I was reminded of this class the other afternoon when listening to This American Life’s retraction of their story “Mr. Daisey Goes to the Apple Factory.” Turns out that Daisey’s monologue about the horrific conditions in Chinese factories that supply Apple is largely fictionalized, and that caused quite a stir since the story was put out under the journalistic standards of “truth.” Daisey came onto the show for an interview and, although the host, Ira Glass, kept fishing for a complete public apology and an admission of Daisey’s lies, he insisted throughout that everything in the monologue was “true.” Maybe some of the events didn’t happen in the order he presented them. Maybe some of the people were composites. But everything happened, he said, more or less. Everything was “true to his experience” in China, and he wanted to convey that experience in a way that would reach people. Really reach them. Emotionally and viscerally. He wanted to stir them to action. As a writer, I get all that. The monologue was originally meant for the theatre, and within the context of theatre, those are legitimate claims. But here, Daisey was in the clutches of a journalistic eye and a very pissed off Ira Glass. More and more of his lies were exposed by the minute.

Part of me sympathized, but I was also horrified at Daisey’s complete inability to express his thoughts on artistic license and emotional vs. factual credibility. Throughout the interview, he continued to lie himself into corners and sounded more and more insane. In the end, all parties concluded that the monologue never should have been aired on This American Life. It had no place within journalism. As a writer, I could care less what the monologue did or didn’t exaggerate, twist, or fabricate, but I was angry that Daisey discredited an entire community of writers who grapple with the ethics of their craft daily. I felt like any one of us who had taken Greg’s class could have done a better job of explaining ourselves than Daisey had, but more importantly, being already mindful of our forms, probably never would have fallen into the predicament in the first place.

(If you have the time, listen to the show, if for no other reason than to learn what not to do.)

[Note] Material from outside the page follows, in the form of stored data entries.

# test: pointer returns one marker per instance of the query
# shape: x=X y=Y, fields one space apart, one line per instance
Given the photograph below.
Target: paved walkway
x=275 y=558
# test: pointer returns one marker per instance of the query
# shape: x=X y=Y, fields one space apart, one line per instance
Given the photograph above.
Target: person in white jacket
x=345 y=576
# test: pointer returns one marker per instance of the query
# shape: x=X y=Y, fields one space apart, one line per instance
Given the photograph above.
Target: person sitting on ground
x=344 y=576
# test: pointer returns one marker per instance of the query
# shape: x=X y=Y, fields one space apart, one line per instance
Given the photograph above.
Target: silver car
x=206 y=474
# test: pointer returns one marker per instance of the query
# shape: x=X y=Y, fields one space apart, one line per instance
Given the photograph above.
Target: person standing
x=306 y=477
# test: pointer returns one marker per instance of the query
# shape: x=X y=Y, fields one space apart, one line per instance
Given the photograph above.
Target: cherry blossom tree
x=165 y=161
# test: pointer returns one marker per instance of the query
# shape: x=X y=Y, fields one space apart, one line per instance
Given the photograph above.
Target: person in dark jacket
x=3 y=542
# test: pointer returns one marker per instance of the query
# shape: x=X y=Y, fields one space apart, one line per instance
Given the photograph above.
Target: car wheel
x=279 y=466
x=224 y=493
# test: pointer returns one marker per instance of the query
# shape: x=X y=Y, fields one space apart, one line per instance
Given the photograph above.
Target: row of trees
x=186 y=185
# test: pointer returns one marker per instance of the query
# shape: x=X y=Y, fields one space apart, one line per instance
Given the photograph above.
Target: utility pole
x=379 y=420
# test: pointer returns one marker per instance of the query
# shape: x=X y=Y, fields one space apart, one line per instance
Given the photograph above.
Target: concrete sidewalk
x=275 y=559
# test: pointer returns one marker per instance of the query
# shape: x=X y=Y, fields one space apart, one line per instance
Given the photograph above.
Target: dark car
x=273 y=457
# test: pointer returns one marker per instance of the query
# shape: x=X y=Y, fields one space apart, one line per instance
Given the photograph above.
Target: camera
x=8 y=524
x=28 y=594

Now, I’m not some kind of truth-Nazi or anything. I don’t know what “the truth” is any more than you do. So let us all go and experiment and explore and blur every boundary that we can and twist reality and excavate the story-truths from the happening-truth. But for God’s sake, when we lie, let’s just be honest about it.

6 thoughts on “Mr. Daisey’s Story-Truth

  1. Excellent post, Lenore! I’d gotten wind of the Daisey/NPR before reading your FB posts the other day, but you made the retraction link available at a time I was available to listen. I agree with a great deal of what you’ve said concerning “truth” in writing, but genre becomes all-important. I expect the memoirist, for example, to aim for accuracy and convey emotional truth and, where possible, to acknowledge gaps. I understand “theatre” and writing for dramatic impact. I prefer work framed as journalism to aim for factual truth. When so-called journalists starts accessorizing their material because they believe it lacks drama, I call that lying.

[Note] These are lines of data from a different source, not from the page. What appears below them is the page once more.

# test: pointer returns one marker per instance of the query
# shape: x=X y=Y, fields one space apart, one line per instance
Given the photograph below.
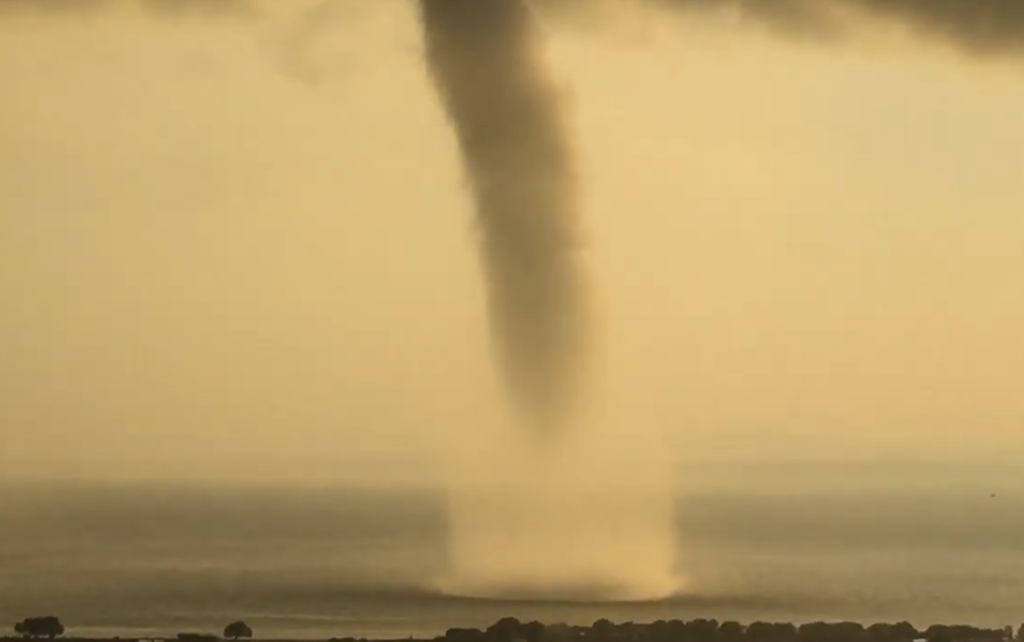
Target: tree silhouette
x=238 y=630
x=47 y=627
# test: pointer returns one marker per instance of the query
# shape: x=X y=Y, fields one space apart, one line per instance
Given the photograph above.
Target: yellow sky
x=245 y=243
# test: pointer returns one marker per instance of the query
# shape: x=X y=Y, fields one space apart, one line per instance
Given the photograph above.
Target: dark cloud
x=484 y=62
x=976 y=27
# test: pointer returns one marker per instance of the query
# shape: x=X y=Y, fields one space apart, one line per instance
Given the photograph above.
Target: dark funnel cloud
x=483 y=58
x=975 y=27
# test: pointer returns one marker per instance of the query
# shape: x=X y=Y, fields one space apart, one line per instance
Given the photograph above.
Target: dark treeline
x=511 y=630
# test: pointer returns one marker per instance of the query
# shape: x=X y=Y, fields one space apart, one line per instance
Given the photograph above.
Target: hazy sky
x=230 y=243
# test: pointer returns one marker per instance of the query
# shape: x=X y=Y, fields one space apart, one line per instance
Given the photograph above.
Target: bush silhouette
x=47 y=627
x=238 y=630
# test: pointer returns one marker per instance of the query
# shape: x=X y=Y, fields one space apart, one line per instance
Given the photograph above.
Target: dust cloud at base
x=549 y=519
x=589 y=521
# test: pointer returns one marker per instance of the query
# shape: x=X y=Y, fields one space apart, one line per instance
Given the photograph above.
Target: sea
x=154 y=559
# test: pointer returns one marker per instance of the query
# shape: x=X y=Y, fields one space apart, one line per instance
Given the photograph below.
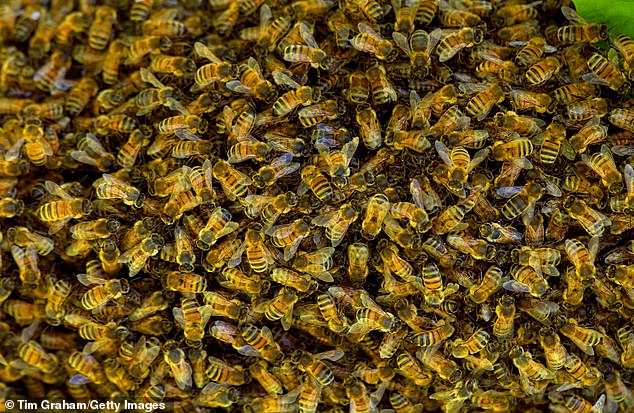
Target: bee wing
x=480 y=156
x=179 y=317
x=364 y=28
x=572 y=15
x=628 y=173
x=265 y=17
x=148 y=77
x=203 y=51
x=307 y=36
x=401 y=41
x=509 y=191
x=237 y=86
x=57 y=190
x=349 y=148
x=283 y=79
x=443 y=153
x=516 y=286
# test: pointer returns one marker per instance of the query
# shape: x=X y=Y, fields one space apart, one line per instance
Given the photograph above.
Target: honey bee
x=581 y=31
x=258 y=255
x=58 y=213
x=87 y=367
x=252 y=82
x=32 y=353
x=337 y=222
x=279 y=307
x=11 y=207
x=373 y=317
x=235 y=184
x=309 y=53
x=584 y=338
x=460 y=165
x=575 y=92
x=91 y=230
x=382 y=90
x=312 y=364
x=283 y=403
x=72 y=24
x=528 y=100
x=602 y=163
x=137 y=256
x=587 y=109
x=262 y=341
x=106 y=291
x=369 y=41
x=101 y=30
x=453 y=41
x=503 y=327
x=316 y=263
x=418 y=49
x=180 y=368
x=320 y=186
x=145 y=45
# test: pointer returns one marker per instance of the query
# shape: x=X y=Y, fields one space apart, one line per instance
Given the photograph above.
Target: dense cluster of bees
x=307 y=206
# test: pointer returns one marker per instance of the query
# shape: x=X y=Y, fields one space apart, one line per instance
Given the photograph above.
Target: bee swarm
x=319 y=205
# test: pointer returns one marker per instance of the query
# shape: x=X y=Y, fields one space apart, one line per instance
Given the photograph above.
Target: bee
x=192 y=318
x=11 y=207
x=72 y=24
x=359 y=87
x=137 y=256
x=587 y=109
x=376 y=210
x=309 y=53
x=528 y=100
x=177 y=362
x=235 y=184
x=299 y=96
x=581 y=32
x=283 y=403
x=434 y=360
x=184 y=282
x=258 y=255
x=369 y=41
x=337 y=322
x=106 y=291
x=252 y=82
x=91 y=230
x=314 y=366
x=50 y=76
x=262 y=341
x=453 y=41
x=337 y=222
x=145 y=45
x=373 y=317
x=316 y=263
x=460 y=165
x=32 y=353
x=503 y=327
x=584 y=338
x=621 y=274
x=317 y=182
x=58 y=213
x=382 y=90
x=451 y=218
x=279 y=307
x=87 y=367
x=101 y=30
x=290 y=278
x=604 y=72
x=79 y=96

    And yes, Slater’s bright, slender book has its fascinating meta-qualities. O’Brien’s novel The Things They Carried is a work of fiction packed with emotional truth, and part of its beauty is the reader’s inclination to perceive it as nonfiction. Despite its title, Karr’s memoir The Liar’s Club didn’t work for me because its over-compilation of details made most of the action lack credibiliity, in my view. Capote called In Cold Blood a “nonfiction novel,” acknowledging its fictional possibilities even as he counted himself a reporter.

    Bottom line: Daisey didn’t have to do that. Even the people who question the reliability of his interpreter in China should still be appalled at his unearned “license.” And like you, I find his inability to defend that “license,” well, indefensible.

    You got my head to thinking even before coffee this morning!